Looking about again, that shape had moved, and might be saying something. Yeah, that was a face, and maybe hand actions close into their chest. Which she couldn't really see.
"Hello?" She tried. Squinting towards the figure, person, presumably fellow captive. The response was an immediate "cchhh" noise and the hands moving sharply over their mouth. No noises then. Moving with a mix of stiff clumsiness and exaggeration Morag raised her hands over her eyes in the shape of glasses, then out into a wide shrug. Hauling herself onto her hands and knees to crawl over closer to this potential ally.
They turned out to be a grim faced young woman, although the grim face was probably the situation rather than character, maybe. They were also dressed in dry office clothes. Deciding to risk a whisper, while miming between this woman and her own cage. “Can you see my glasses?” Croaked out, thankfully acceptably quiet, volume control was something Morag would have to remember to work on. After a few moments of peering the response came, negative. “No” softly and gently whispered back. Morag sagged, reaching to the bars, they reached back, their warm fingers curling against her own.
It was no good. Morag howled at this friendly contact, tears spilling from her eyes and breath catching in sobs. No boxes for this. It wasn't fair. It shouldn't happen to her. It shouldn't happen to anyone. There was a mix of hissing, shushing, and soothing noises. There must be more people here, but Morag was too overwhelmed to try to understand them. Gulping, and trying to talk, but her cheeks were stiff with frustrated emotions and only a quietly broken keen made it past her lips.With a clang of metal a door opened and a new figure stalked in. All noises in the hold were silent save for the steady crash of heavy bootfalls. Something was snarled in a deep and hissing voice of venom and disdain. Electricity coursed through the cage and Morags muscles, seizing tight and spasming painfully. The captor kicked at the bars and stalked out again.
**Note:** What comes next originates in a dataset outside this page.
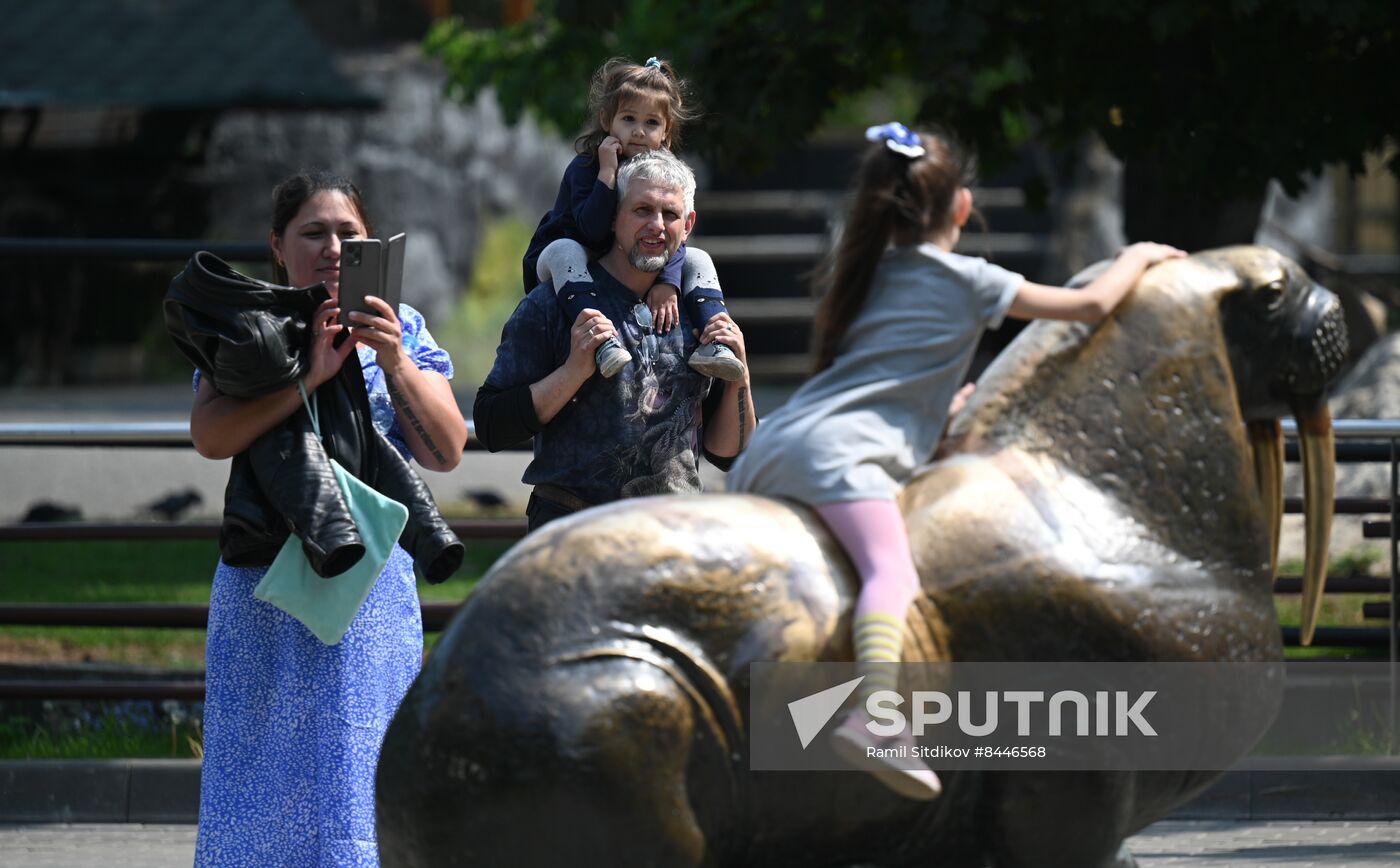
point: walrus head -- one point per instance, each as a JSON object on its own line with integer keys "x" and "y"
{"x": 1287, "y": 340}
{"x": 1235, "y": 336}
There was nothing to hear but her own overwhelming breath and heartbeat. An exhausting cry left her shivering against the bars, her neighbour leaning up in support, despite the spreading dampness leaching into their clothing.
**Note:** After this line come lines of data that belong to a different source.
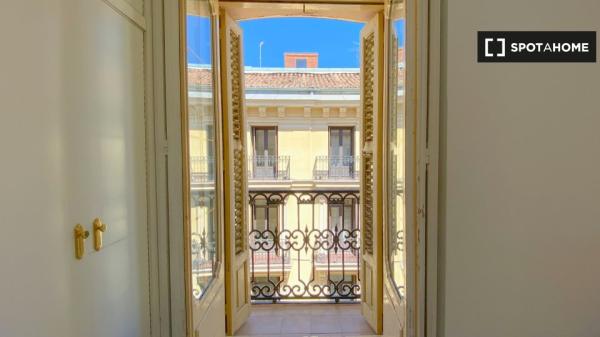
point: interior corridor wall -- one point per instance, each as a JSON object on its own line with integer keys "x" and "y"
{"x": 520, "y": 189}
{"x": 72, "y": 139}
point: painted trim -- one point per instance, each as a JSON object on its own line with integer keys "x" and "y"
{"x": 431, "y": 263}
{"x": 125, "y": 9}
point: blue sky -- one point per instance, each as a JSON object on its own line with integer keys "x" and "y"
{"x": 336, "y": 41}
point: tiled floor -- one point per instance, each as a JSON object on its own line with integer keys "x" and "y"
{"x": 305, "y": 320}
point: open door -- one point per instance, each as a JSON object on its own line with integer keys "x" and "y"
{"x": 371, "y": 187}
{"x": 237, "y": 293}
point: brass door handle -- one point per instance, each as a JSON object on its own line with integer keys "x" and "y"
{"x": 99, "y": 228}
{"x": 80, "y": 234}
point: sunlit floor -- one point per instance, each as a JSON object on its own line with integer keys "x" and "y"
{"x": 305, "y": 320}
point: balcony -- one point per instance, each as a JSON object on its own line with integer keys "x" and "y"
{"x": 306, "y": 251}
{"x": 336, "y": 167}
{"x": 201, "y": 169}
{"x": 269, "y": 167}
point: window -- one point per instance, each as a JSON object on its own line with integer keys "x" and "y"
{"x": 265, "y": 152}
{"x": 202, "y": 230}
{"x": 266, "y": 217}
{"x": 341, "y": 152}
{"x": 343, "y": 216}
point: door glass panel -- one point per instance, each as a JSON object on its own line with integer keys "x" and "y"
{"x": 397, "y": 151}
{"x": 203, "y": 248}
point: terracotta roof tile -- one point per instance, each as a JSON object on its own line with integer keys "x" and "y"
{"x": 287, "y": 79}
{"x": 198, "y": 77}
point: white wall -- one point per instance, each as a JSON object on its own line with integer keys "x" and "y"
{"x": 72, "y": 140}
{"x": 521, "y": 179}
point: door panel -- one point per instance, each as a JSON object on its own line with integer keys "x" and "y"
{"x": 371, "y": 44}
{"x": 399, "y": 180}
{"x": 235, "y": 175}
{"x": 204, "y": 275}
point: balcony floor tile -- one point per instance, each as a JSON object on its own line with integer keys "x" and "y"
{"x": 305, "y": 320}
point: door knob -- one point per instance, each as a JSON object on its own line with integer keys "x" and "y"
{"x": 99, "y": 228}
{"x": 80, "y": 234}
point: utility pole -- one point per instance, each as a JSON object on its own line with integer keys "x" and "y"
{"x": 260, "y": 53}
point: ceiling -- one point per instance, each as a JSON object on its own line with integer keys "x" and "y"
{"x": 347, "y": 10}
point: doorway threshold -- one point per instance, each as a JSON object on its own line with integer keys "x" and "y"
{"x": 305, "y": 320}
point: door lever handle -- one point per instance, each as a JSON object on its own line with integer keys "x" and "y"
{"x": 99, "y": 228}
{"x": 80, "y": 234}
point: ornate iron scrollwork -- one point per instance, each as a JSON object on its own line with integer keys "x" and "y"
{"x": 309, "y": 261}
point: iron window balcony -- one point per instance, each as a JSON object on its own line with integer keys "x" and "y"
{"x": 336, "y": 167}
{"x": 263, "y": 167}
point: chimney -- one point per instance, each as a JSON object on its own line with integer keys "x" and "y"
{"x": 301, "y": 60}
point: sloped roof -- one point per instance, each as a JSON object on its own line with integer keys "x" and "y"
{"x": 285, "y": 78}
{"x": 290, "y": 79}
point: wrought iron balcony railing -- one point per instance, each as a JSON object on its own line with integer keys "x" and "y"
{"x": 336, "y": 167}
{"x": 263, "y": 167}
{"x": 296, "y": 255}
{"x": 201, "y": 169}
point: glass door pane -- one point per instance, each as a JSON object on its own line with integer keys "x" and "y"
{"x": 397, "y": 151}
{"x": 202, "y": 232}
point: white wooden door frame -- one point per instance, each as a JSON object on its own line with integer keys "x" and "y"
{"x": 162, "y": 95}
{"x": 428, "y": 41}
{"x": 423, "y": 68}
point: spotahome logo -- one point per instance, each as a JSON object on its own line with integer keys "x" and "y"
{"x": 536, "y": 46}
"Who will feed my cat?" Morag whispered before falling into a distressed sleep. How that was the priority right now. With all the personal danger and unknowns, but Bot depended on her, she had a duty to sweet little Robot. Friends had keys, and it shouldn't be more than a day out of contact before someone would check on her. Find Bot, and feed her, reassure her. Deliberately not thinking about what any friend might fear finding at her flat. Much safer to think that the most spoiled cat in Scotland would be grumpy, hungry, and demanding when someone made it, but not in danger, please not dangerously underfed. Please not dead.